The basic productions are done through ESPN Regional, which sometimes is referred to as ESPN Plus and is based in Charlotte. Rather than national broadcasts, these games are sold through syndication, which is why you might see WVU play on a station in Clarksburg or Fox Sports-Pittsburgh, even though it is an ESPN production.
“Say we are playing Syracuse,” Parsons explained. “They’ll put that on in West Virginia and Syracuse and on whatever regional network is looking for programming.”
The pay for appearing on ESPN Regional broadcasts? Not much.
“You don’t get anything more than a token to the home team for ESPN Regional, just for the inconvenience,” said Parsons.
So where does the money come from?
It’s a complicated procedure, according to Parsons.
“In football, the eight athletic directors sit down and allocate an appearance fee.

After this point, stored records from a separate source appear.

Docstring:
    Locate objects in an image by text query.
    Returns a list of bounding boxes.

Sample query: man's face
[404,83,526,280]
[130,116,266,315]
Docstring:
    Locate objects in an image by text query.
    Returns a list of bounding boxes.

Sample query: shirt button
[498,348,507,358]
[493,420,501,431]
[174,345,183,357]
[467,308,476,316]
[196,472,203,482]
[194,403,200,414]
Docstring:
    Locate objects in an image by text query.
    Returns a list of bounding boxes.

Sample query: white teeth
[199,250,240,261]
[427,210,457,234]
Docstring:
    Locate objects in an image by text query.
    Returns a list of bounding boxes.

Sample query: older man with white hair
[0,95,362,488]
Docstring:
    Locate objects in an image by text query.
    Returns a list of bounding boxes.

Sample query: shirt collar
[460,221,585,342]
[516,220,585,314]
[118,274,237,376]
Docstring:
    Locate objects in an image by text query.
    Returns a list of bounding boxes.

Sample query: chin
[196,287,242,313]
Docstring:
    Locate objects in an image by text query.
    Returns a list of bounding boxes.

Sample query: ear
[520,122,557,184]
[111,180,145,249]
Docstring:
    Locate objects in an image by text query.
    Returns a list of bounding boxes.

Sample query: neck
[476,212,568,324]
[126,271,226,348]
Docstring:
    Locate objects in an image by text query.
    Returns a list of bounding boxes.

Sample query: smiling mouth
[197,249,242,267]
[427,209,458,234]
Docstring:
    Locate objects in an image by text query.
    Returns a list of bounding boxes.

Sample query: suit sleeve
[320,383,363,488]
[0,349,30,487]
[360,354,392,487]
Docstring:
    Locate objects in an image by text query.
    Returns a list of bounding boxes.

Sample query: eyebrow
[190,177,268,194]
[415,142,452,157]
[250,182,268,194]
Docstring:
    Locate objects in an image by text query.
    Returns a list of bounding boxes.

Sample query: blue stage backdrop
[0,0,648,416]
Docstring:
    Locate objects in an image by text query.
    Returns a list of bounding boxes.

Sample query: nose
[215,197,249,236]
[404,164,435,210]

If you go to a BCS bowl, you’ll get this amount of money. It was $2.4 million this year for the Fiesta Bowl, and you have to take your expenses out of that,” Parsons explained.
“Then, if you appear in a national TV game during the season, you get a certain amount of money. WVU and Pitt last year each got $135,000 for that game,” Parsons continued.

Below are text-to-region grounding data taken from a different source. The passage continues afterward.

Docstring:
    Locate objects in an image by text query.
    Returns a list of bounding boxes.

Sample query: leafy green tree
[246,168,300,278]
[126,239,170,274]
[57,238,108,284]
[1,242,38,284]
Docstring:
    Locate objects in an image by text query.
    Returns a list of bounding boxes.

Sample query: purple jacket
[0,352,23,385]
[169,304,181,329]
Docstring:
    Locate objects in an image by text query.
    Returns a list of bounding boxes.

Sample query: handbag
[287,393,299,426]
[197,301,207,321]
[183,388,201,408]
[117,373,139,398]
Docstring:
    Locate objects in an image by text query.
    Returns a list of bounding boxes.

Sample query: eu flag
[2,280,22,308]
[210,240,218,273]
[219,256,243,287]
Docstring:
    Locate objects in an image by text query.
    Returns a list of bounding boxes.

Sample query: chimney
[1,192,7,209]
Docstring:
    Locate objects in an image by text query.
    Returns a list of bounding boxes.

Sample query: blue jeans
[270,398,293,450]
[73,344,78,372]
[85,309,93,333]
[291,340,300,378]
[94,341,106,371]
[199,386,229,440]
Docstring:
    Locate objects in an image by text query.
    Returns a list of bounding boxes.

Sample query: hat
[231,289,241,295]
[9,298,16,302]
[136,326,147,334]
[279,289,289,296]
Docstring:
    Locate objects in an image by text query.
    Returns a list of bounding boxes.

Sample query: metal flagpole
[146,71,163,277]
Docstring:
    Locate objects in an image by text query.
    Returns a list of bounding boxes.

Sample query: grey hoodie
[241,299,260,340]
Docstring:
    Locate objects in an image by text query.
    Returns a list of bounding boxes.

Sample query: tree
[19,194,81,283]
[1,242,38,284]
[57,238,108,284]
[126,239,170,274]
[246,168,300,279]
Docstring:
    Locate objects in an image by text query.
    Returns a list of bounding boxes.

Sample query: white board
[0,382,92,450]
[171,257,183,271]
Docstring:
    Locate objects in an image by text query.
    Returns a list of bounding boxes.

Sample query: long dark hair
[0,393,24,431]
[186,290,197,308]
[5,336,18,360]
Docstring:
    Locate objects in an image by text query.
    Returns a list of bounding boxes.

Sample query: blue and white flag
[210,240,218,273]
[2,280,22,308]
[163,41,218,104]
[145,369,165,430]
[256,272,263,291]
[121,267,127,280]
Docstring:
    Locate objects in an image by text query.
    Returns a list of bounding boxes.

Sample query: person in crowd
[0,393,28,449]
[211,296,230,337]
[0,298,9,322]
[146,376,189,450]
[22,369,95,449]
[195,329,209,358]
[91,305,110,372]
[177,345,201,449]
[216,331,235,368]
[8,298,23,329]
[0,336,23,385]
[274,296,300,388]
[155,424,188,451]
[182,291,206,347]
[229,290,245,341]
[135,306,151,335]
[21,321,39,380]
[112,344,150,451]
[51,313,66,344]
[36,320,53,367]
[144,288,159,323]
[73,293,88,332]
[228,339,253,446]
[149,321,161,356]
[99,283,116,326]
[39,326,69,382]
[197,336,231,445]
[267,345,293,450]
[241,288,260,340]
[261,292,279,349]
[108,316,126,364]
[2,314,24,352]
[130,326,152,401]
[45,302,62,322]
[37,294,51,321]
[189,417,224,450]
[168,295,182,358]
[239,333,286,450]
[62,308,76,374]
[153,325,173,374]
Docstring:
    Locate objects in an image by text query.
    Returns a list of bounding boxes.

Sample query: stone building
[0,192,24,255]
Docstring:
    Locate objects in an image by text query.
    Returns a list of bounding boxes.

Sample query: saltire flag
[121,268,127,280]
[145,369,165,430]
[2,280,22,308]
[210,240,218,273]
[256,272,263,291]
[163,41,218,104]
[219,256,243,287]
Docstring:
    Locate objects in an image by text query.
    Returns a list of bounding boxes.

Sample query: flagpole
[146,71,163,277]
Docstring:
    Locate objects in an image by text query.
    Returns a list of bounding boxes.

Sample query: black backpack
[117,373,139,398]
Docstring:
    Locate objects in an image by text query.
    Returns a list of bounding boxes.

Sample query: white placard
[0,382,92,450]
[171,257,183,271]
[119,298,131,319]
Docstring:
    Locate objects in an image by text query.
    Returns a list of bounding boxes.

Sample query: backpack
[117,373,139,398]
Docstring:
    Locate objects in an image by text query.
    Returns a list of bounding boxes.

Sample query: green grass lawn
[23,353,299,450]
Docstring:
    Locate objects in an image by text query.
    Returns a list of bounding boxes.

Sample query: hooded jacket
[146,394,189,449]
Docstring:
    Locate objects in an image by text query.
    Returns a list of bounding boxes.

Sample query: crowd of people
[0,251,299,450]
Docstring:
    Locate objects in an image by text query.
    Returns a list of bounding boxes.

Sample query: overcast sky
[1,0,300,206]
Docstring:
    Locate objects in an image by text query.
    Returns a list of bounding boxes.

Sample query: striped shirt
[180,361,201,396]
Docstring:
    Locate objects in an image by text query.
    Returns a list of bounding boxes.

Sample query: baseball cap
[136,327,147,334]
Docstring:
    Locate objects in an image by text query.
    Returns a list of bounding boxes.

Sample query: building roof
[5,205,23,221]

The Big East does not get revenue from all national games.
“We’re playing at Colorado this year,” Parsons said. “The Big East does not get any money for that. It’s the same with Auburn coming here. The SEC doesn’t get any money from that.”
At the end of the year, the Big East takes all the TV money it has earned — pays for bowl appearances and regular-season TV games — and the rest is split among the eight schools.
Basketball is not much different, although the Big East has 16 schools splitting the pot, including Notre Dame.
“If you are on ESPN or CBS, you get an appearance fee,” Parsons said. “If you are on regional, you get nothing.”
With the NCAA Tournament, which is the ultimate windfall from TV for college basketball, revenues are complicated to figure but quite lucrative. West Virginia received a check $2,946,000 as its proceeds from all sports other than football and “easily 90 percent or more” of that amount is attributable to the WVU run to the Sweet 16 this year, according to WVU’s associate athletic director/finance Russ Sharp.
The money that comes from the NCAA Tournament is based on accumulated units over six years, accumulated by the conference.
The units are based on numbers of games played in the tournament by conference teams, meaning if the Big East sends six teams to the NCAA Tournament one year and they play 12 games, they get 12 units. If the conference plays 72 NCAA Tournament games over six years, that’s an average of 12 units a year and a check is sent to the conference based on that.
Sharp said that the Big East received a $16 million check and gave out a base distribution from that of $820,000 to its 16 teams. Schools also get a participation fee of $125,000 per game and have their expenses paid by the NCAA, although the true expenses often exceed the NCAA reimbursement.
WVU has also recently gotten back into the production business, MSN doing selected women’s basketball games on public television.
While this doesn’t give the school much in the way of revenue, it does give the women’s program exposure that it needs if it is to grow.
MSN does produce a couple of feature shows, “Mountaineer Madness” in football and “Mountaineer Jammin’” in basketball.
“We found this shocking. On the football show, the ratings show 50 percent of the audience on that weekly show is female, and we love that,” Parsons said. “It allows us to build a whole other audience that is going to buy merchandise and come to games. Do you think in this day and age the female spouse doesn’t have a say in whether you come to a game or not?”
MSN also has replaced its late-night replay of games not shown live on TV with a show called “Mountaineer Replay,” which is just like the old Notre Dame replays done in the days of Lindsay Nelson.
“To be honest, it doesn’t have great viewership, but it’s a hard-core football fans opportunity to watch the game in one hour,” Parsons said. “And it has great recruiting exposure for us. When we are just getting regional exposure, parents can pick it up or watch it off satellite.
“It’s not a big profit type thing. It’s more exposure and for the hard-core fans.”